一面に畳みが敷かれ、周囲は襖で覆われた広大な和室だ。
そこに今、五人の人間がいた。
上座に当たる場所に座る五人の人物。
薄布に覆われた人物を中心に、補佐たる四人が座っていた。
右側には七十代の老人が二人。好々爺といった小柄な人物と、対照的な大柄な人物。
二人とも和服を着こなしている。
守護四家の当主たち。
志岐守豪気と、四奈塚達也。
意外にも『豪気』という大仰な名を持つのが、小柄な老人の方だ。
左側には若い人物が並ぶ。
一人は三十代前半。
黒いスーツを纏う精悍な顔つきの青年だ。名を墨岡克哉と言う。
そしてもう一人。彼は薄布に覆われた人物を除くと最も若い。
二十代後半の男性である。
ただ、容姿は少し不健康そうだ。体格は不摂生さを感じる痩せ型。伸ばしっぱなしのぼさぼさの髪をうなじでくくり、窪んだ眼差しを見せている。

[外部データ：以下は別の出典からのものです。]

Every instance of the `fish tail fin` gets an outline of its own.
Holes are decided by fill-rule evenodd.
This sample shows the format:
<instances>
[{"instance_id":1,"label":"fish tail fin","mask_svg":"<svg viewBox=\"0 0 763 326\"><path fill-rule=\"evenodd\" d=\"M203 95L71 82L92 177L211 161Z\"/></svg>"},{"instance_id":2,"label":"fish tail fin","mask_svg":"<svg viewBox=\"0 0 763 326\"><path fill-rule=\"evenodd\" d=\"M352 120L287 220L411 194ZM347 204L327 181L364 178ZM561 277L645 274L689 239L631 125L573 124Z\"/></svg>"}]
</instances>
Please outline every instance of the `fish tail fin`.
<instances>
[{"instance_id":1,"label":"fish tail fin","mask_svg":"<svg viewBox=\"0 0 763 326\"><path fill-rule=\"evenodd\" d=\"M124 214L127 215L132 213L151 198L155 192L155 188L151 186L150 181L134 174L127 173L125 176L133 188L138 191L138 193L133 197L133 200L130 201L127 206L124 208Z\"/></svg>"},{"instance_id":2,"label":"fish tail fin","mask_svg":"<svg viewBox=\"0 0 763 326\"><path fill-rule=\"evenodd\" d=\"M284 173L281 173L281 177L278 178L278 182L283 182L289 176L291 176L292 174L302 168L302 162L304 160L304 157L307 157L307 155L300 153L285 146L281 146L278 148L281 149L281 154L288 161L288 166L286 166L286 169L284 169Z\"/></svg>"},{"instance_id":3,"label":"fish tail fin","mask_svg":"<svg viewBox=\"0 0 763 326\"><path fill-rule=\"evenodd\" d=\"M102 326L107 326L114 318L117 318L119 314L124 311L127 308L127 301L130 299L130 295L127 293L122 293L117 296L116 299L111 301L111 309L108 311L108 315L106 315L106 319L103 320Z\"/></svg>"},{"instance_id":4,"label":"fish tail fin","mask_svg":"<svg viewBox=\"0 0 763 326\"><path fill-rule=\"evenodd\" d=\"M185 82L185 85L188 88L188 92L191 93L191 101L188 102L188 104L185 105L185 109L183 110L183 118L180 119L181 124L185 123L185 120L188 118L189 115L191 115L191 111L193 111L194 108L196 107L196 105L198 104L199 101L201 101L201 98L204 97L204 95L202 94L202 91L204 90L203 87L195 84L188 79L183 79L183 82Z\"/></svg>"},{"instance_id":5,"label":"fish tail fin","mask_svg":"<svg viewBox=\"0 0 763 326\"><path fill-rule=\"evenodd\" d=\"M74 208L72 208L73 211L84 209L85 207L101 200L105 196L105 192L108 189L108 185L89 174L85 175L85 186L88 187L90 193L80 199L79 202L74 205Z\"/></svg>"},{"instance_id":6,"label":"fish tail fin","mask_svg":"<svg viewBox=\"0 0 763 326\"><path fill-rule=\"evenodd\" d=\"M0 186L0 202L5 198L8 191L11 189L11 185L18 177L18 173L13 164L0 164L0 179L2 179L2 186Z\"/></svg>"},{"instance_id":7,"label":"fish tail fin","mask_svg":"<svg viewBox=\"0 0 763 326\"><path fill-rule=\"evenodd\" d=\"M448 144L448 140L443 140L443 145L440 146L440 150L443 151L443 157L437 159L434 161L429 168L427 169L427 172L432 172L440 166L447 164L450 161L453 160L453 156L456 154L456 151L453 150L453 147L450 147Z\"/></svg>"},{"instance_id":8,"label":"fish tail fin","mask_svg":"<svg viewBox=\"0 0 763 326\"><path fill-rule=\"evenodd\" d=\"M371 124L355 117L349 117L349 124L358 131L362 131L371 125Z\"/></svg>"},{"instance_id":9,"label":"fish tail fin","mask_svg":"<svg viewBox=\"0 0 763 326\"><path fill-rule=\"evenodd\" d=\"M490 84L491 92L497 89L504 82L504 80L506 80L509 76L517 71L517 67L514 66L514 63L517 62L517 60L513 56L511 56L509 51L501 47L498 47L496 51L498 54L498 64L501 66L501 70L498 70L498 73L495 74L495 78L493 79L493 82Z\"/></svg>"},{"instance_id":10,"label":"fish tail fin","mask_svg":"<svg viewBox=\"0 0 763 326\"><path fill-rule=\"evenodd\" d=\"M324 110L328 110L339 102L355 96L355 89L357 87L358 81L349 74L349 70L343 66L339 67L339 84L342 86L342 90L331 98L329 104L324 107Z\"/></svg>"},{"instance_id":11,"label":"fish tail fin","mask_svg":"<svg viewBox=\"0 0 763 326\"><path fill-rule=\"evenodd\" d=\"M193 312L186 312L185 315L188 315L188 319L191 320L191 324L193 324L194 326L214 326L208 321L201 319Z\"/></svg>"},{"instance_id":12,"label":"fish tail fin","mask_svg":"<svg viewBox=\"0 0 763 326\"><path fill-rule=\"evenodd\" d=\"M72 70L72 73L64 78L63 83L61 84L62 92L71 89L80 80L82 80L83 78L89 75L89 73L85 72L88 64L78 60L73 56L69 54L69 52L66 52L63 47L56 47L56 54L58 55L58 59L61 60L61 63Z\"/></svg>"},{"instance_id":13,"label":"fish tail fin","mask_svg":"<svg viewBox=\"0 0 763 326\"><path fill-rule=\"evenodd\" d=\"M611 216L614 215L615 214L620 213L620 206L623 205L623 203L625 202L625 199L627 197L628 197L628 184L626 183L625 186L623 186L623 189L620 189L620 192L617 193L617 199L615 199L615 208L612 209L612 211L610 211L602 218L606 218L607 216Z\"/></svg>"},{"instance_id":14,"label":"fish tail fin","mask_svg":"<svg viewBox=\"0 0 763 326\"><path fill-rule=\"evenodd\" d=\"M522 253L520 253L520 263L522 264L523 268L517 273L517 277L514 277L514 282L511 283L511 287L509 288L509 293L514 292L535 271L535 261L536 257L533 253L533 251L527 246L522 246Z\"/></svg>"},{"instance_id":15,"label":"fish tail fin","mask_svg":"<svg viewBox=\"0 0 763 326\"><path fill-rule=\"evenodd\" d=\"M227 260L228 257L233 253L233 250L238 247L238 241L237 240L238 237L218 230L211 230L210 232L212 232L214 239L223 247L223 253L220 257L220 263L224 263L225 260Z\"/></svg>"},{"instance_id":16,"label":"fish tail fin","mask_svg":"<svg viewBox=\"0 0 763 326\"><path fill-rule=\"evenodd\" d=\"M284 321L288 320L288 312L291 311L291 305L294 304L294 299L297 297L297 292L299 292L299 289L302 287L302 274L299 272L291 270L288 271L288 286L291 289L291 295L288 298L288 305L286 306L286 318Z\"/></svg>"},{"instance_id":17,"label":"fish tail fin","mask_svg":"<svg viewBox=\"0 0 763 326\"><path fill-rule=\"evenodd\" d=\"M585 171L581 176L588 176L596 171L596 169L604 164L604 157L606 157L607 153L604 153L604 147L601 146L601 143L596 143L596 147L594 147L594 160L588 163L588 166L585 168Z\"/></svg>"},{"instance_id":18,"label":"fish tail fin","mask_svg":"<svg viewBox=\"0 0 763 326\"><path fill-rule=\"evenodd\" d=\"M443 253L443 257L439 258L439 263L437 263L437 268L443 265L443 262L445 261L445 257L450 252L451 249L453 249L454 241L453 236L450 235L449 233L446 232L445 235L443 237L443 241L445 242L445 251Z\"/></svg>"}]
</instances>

大門家の若き当主にして教職にも就く青年。大門紀次郎だ。
「……御前さま」
大門は視線を薄布に覆われた上座に向けて告げる。
「もうじき、参られるそうです」
『……そうですか』
その声は薄布の奥から聞こえてきた。
術を用いているのか、それとも薄布の効果なのか。
その声は老人なのか、若者なのか、男性なのか女性なのかも分からない奇妙な声だった。
守護四家の当主の一人ではあるが、大門は御前さま――火緋神家の当主の姿を見たことがなかった。恐らくそれは他の三家の当主もないだろう。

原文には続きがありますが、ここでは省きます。